Ownership: The Ultimate Growth Accelerator
What makes early-stage companies unique isn't just the opportunity to build. It's the opportunity to own outcomes completely. There's a profound difference between contributing to a feature and being responsible for it from conception to customer impact. The first time I saw a customer using something I had designed end-to-end, it shifted my entire perspective. This wasn't theoretical work anymore; it was infrastructure protecting real workflows for real teams.

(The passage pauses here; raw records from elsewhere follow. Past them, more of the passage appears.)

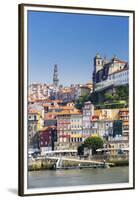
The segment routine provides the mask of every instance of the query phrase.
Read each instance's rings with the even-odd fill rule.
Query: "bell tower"
[[[103,59],[97,53],[96,56],[94,57],[94,70],[97,73],[102,68],[103,68]]]

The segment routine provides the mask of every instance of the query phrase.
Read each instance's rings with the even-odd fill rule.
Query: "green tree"
[[[128,85],[116,87],[116,95],[118,96],[119,100],[128,101],[128,96],[129,96]]]
[[[80,146],[78,146],[77,153],[80,156],[80,158],[81,158],[81,156],[84,155],[84,144],[81,144]]]
[[[103,148],[104,141],[101,137],[99,136],[91,136],[88,137],[84,141],[84,146],[88,147],[89,149],[92,149],[92,153],[96,154],[96,150],[99,148]]]

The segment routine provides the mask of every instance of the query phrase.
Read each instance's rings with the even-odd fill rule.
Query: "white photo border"
[[[22,7],[22,54],[23,54],[23,141],[20,145],[19,152],[22,152],[22,161],[19,162],[19,171],[21,167],[23,169],[23,177],[19,177],[19,195],[41,195],[41,194],[60,194],[60,193],[75,193],[75,192],[92,192],[92,191],[105,191],[105,190],[120,190],[120,189],[133,189],[134,188],[134,11],[125,10],[106,10],[99,8],[74,8],[74,7],[62,7],[62,6],[46,6],[46,5],[31,5],[31,4],[20,4]],[[20,12],[21,12],[20,10]],[[76,14],[95,14],[95,15],[112,15],[112,16],[128,16],[129,17],[129,124],[130,124],[130,135],[129,135],[129,183],[116,183],[116,184],[98,184],[98,185],[83,185],[83,186],[67,186],[67,187],[51,187],[51,188],[38,188],[38,189],[28,189],[28,169],[27,169],[27,96],[28,96],[28,11],[48,11],[48,12],[62,12],[62,13],[76,13]],[[19,15],[19,17],[21,17]],[[19,34],[20,34],[19,28]],[[21,42],[19,41],[20,45]],[[19,50],[20,50],[19,48]],[[19,53],[20,59],[21,53]],[[19,62],[20,63],[20,62]],[[21,77],[19,77],[21,78]],[[132,98],[133,97],[133,98]],[[19,99],[20,100],[20,99]],[[20,127],[19,127],[20,129]],[[21,137],[21,132],[19,131],[19,138]],[[23,165],[23,166],[22,166]],[[21,173],[19,172],[19,176]]]

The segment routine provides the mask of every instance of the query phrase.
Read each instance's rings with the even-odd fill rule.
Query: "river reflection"
[[[28,173],[28,188],[127,183],[128,167],[44,170]]]

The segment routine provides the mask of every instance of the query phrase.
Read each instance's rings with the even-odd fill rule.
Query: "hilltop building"
[[[116,87],[129,82],[128,63],[114,56],[111,60],[94,57],[93,84],[94,92],[98,94],[99,102],[104,101],[105,93],[115,94]]]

The human element became the most rewarding part. Behind every customer conversation is a team trying to deploy AI safely, trying to innovate responsibly, trying to get their work done without introducing unacceptable risk. Seeing how our work directly enabled them to move faster with confidence became the validation that mattered most.
Next Steps
What excites me most now is the magnitude of what's coming. We're no longer just validating a market thesis. We're securing systems that are core to how organizations operate. The challenges are bigger, the risks more complex, and the opportunities to make a lasting impact more meaningful than ever.
The landscape around responsible AI is evolving rapidly, and being part of shaping its foundation has been one of the most fulfilling experiences of my career. We're not just responding to today's threats; we're building the technology that will enable safe and reliable AI innovation for years to come.
Two years in, joining early was strategically correct. The learning was exponential: I went from studying AI security as a student to helping define enterprise best practices for trustworthy AI systems. The challenges were real, the growth undeniable.
For anyone at a similar crossroads: if your goal is to learn how to build companies and solve frontier problems, early-stage environments compress that learning dramatically. There's no perfect moment to join, but if the problem matters and you're prepared to build from scratch, the opportunity is now.
Sometimes the unconventional path is the most direct route to where you need to be.